Currently LLMs do not have executive or error detection cognitive abilities. There is no theory of self or emotional instinct and imperatives. At the moment LLMs are just mindless statical models.
There is however a subfield of statistical ML of model uncertainty quantification. I've developed a product by applying to it to LLMs that can score the trustworthiness of any LLM response. Like any ML-based product, my tool is not perfect, but it can detect incorrect LLM responses with pretty high precision/recall across applications spanning RAG / Q&A, data extraction, classification, summarization, ...
> LLMs do not have […] error detection […] abilities
Are you saying the beginning of the article where it describes how the next token is predicted, how it’s possible to know the distribution of possible next tokens, isn’t accurate?
A statistical model which is instructed to output the token that is most likely to come next doesn’t have “confidence” in its choice based on the distribution of possible tokens. We might, but it cannot. A statistical model cannot be confident or unsure. It has no mind.
It also has no concept of what it means for the choice of token to be an “error” or not, or what a “correct” answer would be.
The model does not "output the token that is most likely to come next". The model provides a list of probabilities and the sampler algorithm picks one; those are two different components.
The point is that neither the model nor the sampler algorithm can possibly have “confidence” in its behaviour or the system’s collective behaviour.
If I put a weight on one side of a die, and I roll it, the die is not more confident that it will land on that side than it would be otherwise, because dice do not have the ability to be confident. Asserting otherwise shows a fundamental misunderstanding of what a die is.
I think it's better to say that it's not grounded in anything. (Of course, the sampler is free to verify it with some external verifier, and then it would be.)
But there are algorithms with stopping conditions (Newton-Raphson, gradient descent), and you could say that an answer is "uncertain" if it hasn't run long enough to come up with a good enough answer yet.
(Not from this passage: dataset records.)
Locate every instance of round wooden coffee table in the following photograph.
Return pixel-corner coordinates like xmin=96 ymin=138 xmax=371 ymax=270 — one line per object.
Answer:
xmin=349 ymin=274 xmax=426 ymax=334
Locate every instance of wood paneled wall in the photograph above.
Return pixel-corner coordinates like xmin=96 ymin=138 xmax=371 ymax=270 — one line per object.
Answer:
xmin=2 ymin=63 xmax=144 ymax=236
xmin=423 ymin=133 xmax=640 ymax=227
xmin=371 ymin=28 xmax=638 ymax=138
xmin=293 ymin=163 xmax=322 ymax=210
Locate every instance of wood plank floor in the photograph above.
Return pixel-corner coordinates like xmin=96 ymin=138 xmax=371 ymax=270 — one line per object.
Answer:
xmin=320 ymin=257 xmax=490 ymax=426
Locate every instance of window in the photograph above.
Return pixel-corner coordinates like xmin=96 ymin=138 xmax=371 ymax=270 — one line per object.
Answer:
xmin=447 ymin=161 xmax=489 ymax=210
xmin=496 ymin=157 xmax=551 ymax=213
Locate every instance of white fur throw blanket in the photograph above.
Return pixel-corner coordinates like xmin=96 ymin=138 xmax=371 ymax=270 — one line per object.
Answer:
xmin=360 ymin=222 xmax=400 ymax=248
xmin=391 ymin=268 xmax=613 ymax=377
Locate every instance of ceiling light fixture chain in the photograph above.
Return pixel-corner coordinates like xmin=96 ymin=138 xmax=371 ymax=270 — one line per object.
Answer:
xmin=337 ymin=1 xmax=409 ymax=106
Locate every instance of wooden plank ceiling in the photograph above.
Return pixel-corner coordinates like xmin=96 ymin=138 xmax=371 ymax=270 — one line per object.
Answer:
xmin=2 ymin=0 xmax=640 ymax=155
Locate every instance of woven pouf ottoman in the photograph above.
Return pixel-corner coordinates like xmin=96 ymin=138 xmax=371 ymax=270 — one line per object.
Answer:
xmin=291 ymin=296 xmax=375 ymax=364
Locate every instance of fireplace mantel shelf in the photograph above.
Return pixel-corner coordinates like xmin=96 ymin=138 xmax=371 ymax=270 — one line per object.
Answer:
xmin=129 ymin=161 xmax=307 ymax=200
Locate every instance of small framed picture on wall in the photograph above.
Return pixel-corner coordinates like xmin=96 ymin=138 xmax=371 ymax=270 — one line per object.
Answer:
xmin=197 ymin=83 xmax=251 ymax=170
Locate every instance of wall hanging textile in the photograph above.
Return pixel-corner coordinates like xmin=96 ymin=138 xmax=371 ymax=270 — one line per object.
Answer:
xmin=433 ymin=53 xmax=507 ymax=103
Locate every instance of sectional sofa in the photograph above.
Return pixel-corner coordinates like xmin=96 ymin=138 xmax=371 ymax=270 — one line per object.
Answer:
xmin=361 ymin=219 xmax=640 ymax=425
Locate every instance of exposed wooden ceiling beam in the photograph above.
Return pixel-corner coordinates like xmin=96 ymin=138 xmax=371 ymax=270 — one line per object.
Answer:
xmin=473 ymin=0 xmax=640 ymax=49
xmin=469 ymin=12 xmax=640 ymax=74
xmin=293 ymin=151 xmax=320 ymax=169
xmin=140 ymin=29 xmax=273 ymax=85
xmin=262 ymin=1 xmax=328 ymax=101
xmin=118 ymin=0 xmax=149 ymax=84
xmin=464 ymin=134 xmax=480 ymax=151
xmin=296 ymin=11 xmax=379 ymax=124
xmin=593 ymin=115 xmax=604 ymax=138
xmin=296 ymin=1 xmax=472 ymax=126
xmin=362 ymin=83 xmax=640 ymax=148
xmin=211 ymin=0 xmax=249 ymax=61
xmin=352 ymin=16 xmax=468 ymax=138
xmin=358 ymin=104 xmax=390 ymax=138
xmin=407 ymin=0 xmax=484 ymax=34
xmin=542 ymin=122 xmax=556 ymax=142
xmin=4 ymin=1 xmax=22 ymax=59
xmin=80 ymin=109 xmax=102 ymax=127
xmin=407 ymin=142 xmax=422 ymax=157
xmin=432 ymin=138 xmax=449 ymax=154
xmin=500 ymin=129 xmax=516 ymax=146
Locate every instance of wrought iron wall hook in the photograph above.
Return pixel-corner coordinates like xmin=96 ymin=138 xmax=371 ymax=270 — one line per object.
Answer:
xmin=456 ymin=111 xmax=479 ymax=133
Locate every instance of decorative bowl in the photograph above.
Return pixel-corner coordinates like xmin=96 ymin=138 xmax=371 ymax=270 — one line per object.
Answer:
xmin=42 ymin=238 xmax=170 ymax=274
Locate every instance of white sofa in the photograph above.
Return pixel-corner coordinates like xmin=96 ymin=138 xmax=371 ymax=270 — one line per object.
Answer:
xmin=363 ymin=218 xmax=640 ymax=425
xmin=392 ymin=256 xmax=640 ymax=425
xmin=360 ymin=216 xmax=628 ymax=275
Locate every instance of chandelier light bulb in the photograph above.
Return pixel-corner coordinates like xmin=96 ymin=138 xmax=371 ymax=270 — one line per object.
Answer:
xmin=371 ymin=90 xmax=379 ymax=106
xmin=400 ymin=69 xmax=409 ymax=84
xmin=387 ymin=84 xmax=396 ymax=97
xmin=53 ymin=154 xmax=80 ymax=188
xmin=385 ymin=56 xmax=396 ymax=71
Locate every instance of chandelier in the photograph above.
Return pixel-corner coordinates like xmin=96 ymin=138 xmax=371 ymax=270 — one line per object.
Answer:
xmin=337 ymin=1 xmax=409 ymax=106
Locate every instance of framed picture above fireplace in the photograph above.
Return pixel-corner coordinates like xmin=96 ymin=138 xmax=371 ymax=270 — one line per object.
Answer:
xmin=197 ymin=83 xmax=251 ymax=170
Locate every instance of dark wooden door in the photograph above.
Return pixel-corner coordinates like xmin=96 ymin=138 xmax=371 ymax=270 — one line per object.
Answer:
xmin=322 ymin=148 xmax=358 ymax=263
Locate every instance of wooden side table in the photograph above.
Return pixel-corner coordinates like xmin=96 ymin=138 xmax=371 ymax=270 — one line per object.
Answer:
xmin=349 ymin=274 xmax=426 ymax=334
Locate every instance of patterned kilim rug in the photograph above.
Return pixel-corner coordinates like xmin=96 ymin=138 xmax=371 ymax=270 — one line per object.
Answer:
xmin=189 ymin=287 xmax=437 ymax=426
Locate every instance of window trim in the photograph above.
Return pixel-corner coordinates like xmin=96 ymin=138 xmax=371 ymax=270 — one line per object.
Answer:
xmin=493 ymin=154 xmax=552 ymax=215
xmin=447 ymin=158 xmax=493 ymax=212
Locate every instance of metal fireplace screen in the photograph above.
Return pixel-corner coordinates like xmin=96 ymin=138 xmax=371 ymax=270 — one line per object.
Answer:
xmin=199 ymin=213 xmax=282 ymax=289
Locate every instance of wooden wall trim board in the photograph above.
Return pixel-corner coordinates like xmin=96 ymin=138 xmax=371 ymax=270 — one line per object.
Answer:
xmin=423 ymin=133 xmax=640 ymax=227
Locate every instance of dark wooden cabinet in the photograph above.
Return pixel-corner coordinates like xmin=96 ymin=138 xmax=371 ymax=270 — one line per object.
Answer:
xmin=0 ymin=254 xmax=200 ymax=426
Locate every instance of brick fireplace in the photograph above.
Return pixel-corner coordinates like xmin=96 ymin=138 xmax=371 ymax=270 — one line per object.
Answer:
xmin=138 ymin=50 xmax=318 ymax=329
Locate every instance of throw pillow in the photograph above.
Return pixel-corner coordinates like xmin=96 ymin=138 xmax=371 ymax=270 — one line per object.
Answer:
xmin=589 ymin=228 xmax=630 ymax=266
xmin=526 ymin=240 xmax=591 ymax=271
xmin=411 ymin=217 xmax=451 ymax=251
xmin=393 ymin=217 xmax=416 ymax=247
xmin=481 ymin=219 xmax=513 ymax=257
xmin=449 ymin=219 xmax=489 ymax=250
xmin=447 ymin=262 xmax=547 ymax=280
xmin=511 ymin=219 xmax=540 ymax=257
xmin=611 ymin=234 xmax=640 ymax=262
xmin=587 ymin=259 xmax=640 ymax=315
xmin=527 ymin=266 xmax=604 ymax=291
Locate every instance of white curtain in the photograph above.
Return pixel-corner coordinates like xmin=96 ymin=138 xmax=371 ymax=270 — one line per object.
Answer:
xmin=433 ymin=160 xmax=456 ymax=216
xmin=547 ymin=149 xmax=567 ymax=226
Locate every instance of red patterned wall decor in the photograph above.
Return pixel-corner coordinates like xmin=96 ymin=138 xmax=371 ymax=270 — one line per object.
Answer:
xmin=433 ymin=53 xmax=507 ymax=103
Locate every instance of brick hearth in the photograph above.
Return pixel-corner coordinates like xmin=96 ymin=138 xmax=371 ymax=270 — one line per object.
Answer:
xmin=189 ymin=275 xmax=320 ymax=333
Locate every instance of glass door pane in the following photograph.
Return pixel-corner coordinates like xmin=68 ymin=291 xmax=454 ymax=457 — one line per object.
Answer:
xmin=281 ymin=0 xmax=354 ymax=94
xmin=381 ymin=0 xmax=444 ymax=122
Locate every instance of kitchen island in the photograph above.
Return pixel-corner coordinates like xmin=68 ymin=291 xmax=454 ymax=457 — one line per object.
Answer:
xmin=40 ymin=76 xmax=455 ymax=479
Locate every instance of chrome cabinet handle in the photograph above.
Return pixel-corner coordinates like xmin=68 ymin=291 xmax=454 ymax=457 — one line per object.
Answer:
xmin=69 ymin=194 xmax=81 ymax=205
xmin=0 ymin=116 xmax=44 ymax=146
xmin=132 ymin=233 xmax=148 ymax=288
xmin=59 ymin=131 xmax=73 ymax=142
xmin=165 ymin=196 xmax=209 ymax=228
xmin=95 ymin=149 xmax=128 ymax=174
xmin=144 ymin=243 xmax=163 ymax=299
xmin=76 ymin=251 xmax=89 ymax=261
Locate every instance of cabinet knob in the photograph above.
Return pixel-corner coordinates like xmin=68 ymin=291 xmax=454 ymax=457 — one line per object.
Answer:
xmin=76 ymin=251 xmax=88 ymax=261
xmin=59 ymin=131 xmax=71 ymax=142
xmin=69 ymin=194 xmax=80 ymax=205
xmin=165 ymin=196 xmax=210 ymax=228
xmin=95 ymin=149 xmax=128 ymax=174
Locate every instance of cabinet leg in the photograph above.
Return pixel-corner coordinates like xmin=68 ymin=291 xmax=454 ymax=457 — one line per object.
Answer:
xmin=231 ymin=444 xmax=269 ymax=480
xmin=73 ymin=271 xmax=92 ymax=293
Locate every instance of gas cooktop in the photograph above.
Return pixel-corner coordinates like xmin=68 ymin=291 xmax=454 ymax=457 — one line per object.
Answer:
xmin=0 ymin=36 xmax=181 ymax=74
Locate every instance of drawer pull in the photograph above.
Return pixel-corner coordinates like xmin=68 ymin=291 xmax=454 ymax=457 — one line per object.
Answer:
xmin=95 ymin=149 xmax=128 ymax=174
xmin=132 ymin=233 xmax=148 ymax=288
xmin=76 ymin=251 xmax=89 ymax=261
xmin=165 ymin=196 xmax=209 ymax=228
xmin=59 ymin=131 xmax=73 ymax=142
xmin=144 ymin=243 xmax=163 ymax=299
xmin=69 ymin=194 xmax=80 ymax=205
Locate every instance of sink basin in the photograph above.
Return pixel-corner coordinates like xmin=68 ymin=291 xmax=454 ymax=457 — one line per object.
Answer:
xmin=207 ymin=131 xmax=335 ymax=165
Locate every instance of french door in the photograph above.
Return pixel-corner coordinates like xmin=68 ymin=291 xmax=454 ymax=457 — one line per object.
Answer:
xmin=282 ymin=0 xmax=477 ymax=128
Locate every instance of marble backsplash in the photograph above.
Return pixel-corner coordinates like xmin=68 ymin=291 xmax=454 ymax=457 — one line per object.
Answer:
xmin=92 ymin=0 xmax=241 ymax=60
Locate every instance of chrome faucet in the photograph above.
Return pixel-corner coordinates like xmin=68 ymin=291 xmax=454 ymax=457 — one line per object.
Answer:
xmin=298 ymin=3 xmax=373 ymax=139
If we run the Newton-Raphson algorithm on some input and it hasn’t run long enough to come up with a good enough answer yet, then we are uncertain about the answer. It is not the case that the algorithm is uncertain about the answer. It would make no sense to make any claims about the algorithm’s level of certainty, because an algorithm does not have the capacity to be certain.
"confidence" doesn't have to be an emotional state. It's essentially just another word for "probability" here - any model's confidence of X is the probability it yields for X. Isn't this common terminology?
It may be terminology that some people use in that way, but it’s becoming increasingly common for people describing LLMs to use such terminology to mean that the LLM literally has the capacity for understanding.
Personally, until recently I can only recall people saying things along the lines of “applying the model indicates that we can state this fact about the data with this much confidence”, never “the model has this much confidence” in some truth statement, especially one independent of its training data.
You’re missing my point. Take one of the articles described in that comment, titled “The Internal State of an LLM Knows When It's Lying”. It states “In this paper, we provide evidence that the LLM's internal state can be used to reveal the truthfulness of statements.” Both of these are untrue, for a number of reasons.
- An LLM knowing when it is lying is not the same thing as its internal state being able to “reveal the truthfulness of statements”. The LLM does not know when it is lying, because LLMs do not know things.
- It is incapable of lying, because lying requires possessing intent to lie. Stating untrue things is not the same as lying.
- As the paper states shortly afterwards, what it actually shows is “given a set of test sentences, of which half are true and half false, our trained classifier achieves an average of 71% to 83% accuracy”. That’s not the same thing as it being able to “reveal the truthfulness of statements”.
No intellectually honest person would claim that this finding means an LLM “knows when it is lying”.
I'm not missing your point. I just don't think you're making one.
You keep saying the same nonsense over and over again. A LLM does not know things so... What kind of argument is that ? You're working backwards from a conclusion that is nothing but your own erroneous convictions on what a "statistical model" is and are undertaking a whole lot of mental gymnastics to stay there.
There are a lot of papers there that all try to approach this in different ways. You should read them and try to make an honest argument and that doesn't involve "This doesn't count because - claim that is in no way empirically or theoretically validated."
You are the one claiming that LLMs are conscious, so it falls to you to prove it.
I argued that LLMs do not have the capacity to have ideas or to know things, and you tried to prove me wrong by providing examples of papers that show, for example, that LLMs have internal states that can be used to predict the likelihood that what they will output will be facts. But that doesn’t disprove what I said, because that’s not what it means to have ideas or know things. By definition, only conscious beings can do those things.
It's definitely not accurate to view that sort of prediction error or other internal value with an overall measure of the confidence, accuracy, "truth" or etc of the language the LLM produces.
I find they do have very sophisticated emotional intelligence and theory of self. If you do not, I suppose you must not have very much curiosity to push the boundaries of what is possible with them.